Slow progress in mental health service as tide goes out on Victorian-era hospitals
Base funding
But if these posts are to have a real impact, observers point out that base funding for the sector cannot be allowed to keep falling. Appointing additional staff to community mental health teams at a time when the original team membership is being reduced is like pouring water into a bucket full of holes.
There are many encouraging developments on the ground. The independent monitoring group found evidence of many local and regional “bottom-up” initiatives providing high-quality community services and led by local leadership. Older facilities not fit for purpose are also being closed down. There is major progress in delivering long-neglected child and adolescent mental health services. It’s not all gloomy, by any means.

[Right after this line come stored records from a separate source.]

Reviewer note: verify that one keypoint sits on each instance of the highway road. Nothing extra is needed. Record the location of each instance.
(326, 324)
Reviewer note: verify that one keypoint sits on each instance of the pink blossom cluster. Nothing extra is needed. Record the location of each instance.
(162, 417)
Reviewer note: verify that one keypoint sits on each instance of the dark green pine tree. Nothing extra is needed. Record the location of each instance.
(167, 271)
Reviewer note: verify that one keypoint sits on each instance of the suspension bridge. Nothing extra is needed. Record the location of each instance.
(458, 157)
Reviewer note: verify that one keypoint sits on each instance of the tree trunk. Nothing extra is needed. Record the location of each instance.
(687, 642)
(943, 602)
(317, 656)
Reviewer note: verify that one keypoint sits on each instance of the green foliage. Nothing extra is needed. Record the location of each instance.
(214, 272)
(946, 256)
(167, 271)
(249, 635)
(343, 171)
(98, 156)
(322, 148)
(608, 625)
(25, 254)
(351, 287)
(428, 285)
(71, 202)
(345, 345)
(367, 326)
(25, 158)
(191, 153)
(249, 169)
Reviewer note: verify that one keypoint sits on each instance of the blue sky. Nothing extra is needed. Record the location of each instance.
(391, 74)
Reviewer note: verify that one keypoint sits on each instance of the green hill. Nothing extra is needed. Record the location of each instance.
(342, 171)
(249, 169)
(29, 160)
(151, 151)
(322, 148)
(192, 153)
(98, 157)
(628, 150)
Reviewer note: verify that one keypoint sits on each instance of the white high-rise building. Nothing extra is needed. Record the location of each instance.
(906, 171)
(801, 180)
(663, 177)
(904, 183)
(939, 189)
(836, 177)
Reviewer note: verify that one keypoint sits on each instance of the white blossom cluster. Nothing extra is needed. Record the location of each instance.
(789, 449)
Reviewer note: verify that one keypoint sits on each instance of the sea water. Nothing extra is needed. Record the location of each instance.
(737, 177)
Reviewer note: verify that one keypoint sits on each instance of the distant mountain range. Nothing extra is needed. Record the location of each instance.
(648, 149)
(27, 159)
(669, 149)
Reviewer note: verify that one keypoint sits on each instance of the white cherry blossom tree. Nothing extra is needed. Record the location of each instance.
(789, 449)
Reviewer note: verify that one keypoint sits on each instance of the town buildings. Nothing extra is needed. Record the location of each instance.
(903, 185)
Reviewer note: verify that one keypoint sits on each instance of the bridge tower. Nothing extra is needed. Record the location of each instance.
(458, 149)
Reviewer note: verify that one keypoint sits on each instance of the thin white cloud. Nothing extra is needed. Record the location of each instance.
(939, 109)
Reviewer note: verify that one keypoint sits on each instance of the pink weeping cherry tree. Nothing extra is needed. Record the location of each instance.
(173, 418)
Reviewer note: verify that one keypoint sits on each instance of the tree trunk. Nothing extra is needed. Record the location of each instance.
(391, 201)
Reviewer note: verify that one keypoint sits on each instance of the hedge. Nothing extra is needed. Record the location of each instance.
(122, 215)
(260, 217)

The experiences of former patients such as Miriam O’Shea are an example of how a recovery approach to mental health service can work for some.
She has had several admissions to psychiatric hospital over the past two decades. But only now does she feel she has made real strides in recovering, largely through her own initiative and the support of others former patients in county Cork.
“I’m a human being with emotional distress. But the system gives you a label and then goes on to give you even more labels. Your choices are taken away,” she said. “Groups like MindFreedom Ireland make you realise that you do have choices.”
She finds music and art therapy particularly therapeutic. She takes part in “A little help from my friends”, a weekly meeting in which participants play musical instruments. There’s also the Next Step, a drop-in centre that uses arts and crafts to help boost people’s self-esteem and confidence. It might not work for everyone but she says it has for her.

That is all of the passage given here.